José Inácio Marques - O orçamento da FATACIL /2012 ronda os 750 mil euros. Isso representa uma redução de 250 mil euros. A área de exposição também foi reduzida, contando desta vez com 250 pavilhões. No campo de futebol do Grupo Desportivo de Lagoa, que não é propriedade da empresa responsável pela FATACIL, só estarão máquinas agrícolas e automóveis. Tal situação deve-se à redução de custos. Por outro lado, toda a animação voltará a ter lugar no antigo recinto deste certame, depois de os concertos com maior dimensão se terem realizado durante alguns anos no palco montado no campo de futebol. O regresso ao modelo anterior tem a ver com a necessidade da já referida redução de custos. Nesse sentido, a animação terá outro tipo de espetáculos, com custos mais reduzidos, embora mantendo artistas nacionais. A FATACIL cresceu durante anos porque o mercado económico assim o permitiu. Agora que o mercado se comprimiu bastante no Algarve, temos naturalmente de dar respostas em articulação com essa situação. Ao mesmo tempo, a nossa aposta em 2012 passou bastante pela promoção, utilizando para o efeito órgãos de comunicação social e os próprios artistas nos seus espetáculos.
b. - A qualidade do evento poderá estar em causa?
J.I.M. - Esperamos que a qualidade se mantenha e que o número de visitantes da FATACIL não reduza muito. Este certame conta com muitos visitantes oriundos de outras zonas do Algarve e de fora desta região. Temos de perceber qual a apetência dessas pessoas, que aqui se encontram de férias, para irem, ou não, à feira. Sabemos que muitos dos turistas também se contêm nos gastos. Perante essa situação, existe um grau de incerteza ao nível da FATACIL, mas procurámos que tal situação não tivesse influência na qualidade. Porém, vai ter naturalmente reflexos num tipo de atuações que o certame tinha, bem como ao nível das áreas, que são menores. Mesmo assim, insisto, procuramos que o produto na forma como se apresente mantenha o padrão de qualidade.
b. - Qual é o setor mais afetado, contando desta vez com menos expositores?
J.I.M. - O comércio é o setor mais afetado, registando uma quebra, até porque isso tem muito a ver como a atividade que se desenvolve hoje na região. A agricultura está muito focalizada no protocolo existente com a Direção Regional da Agricultura do Algarve. Já o setor do artesanato mantém-se sensivelmente na mesma situação de outros anos.

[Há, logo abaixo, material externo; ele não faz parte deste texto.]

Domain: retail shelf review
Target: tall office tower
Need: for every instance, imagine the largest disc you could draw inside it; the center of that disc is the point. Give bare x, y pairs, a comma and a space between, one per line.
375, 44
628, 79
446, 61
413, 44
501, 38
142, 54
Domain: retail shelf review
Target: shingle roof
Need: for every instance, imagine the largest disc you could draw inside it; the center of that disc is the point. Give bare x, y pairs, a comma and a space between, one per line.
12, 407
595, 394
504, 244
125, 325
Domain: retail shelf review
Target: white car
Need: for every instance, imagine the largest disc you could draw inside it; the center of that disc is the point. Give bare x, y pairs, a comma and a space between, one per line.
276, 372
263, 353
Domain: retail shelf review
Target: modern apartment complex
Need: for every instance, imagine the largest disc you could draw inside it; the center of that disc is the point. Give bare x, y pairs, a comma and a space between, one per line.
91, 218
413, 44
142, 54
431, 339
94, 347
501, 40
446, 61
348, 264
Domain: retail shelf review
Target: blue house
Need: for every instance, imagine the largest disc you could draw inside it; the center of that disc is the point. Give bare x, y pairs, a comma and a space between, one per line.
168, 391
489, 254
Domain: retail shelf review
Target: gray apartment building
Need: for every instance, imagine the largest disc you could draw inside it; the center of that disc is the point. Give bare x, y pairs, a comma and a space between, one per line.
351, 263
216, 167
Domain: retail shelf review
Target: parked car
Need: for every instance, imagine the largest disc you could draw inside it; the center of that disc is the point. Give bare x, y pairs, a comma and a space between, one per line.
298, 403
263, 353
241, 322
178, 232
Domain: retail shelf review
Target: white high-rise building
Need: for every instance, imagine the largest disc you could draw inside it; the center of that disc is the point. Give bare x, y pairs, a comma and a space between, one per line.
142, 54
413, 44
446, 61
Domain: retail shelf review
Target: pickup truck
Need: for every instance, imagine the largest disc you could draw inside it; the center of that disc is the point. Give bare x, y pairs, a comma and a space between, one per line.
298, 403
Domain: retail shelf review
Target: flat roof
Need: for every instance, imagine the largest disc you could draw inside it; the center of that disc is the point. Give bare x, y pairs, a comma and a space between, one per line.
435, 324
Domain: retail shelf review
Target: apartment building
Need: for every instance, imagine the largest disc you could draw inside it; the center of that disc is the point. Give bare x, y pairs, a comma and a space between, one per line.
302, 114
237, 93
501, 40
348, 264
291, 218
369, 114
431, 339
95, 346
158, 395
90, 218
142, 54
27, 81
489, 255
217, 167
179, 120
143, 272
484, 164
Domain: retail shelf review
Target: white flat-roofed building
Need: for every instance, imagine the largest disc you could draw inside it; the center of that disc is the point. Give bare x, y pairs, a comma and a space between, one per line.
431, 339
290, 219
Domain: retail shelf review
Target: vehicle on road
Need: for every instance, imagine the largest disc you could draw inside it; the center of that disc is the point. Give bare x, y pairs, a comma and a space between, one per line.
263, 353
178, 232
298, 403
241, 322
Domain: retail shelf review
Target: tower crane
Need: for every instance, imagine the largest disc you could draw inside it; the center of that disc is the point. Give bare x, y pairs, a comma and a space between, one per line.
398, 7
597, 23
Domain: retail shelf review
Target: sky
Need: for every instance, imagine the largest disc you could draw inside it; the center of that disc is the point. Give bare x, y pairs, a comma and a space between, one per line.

b. - A manter esta crise, o futuro da FATACIL poderá ficar em risco?
J.I.M. - Não. Temos é de fazer um esforço para manter este tipo de certames até porque se trata do maior existente no Algarve ao nível da atividade económica e não apenas em termos de gastronomia ou de animação. A FATACIL foi crescendo ao longo de 33 anos e por vezes até de forma muito rápida. Agora sente-se o reflexo dessa situação. Não gostaríamos que assim fosse. Mas não se perceberia que estando o Algarve numa situação económica difícil, bastando para tal ver a taxa de desemprego, 17,4 por cento, das mais elevadas do país com a forte quebra nas empresas ligadas ao sector imobiliário e da construção civil, este certame não se ressentisse. Todas as atividades que estão a montante ou a jusante daquela que tinha imenso crescimento no Algarve como é o caso da construção, têm naturalmente hoje reflexos em consequência da crise instalada no país, acabando por afetar as empresas. A FATACIL tem sido um reflexo da nossa sociedade nos bons momentos. Agora, também neste tempo de recessão, espelha a crise em que vivemos.
b. - Apesar da crise, é em certames de cariz económico que as autarquias devem apostar ou a solução passará por outras iniciativas?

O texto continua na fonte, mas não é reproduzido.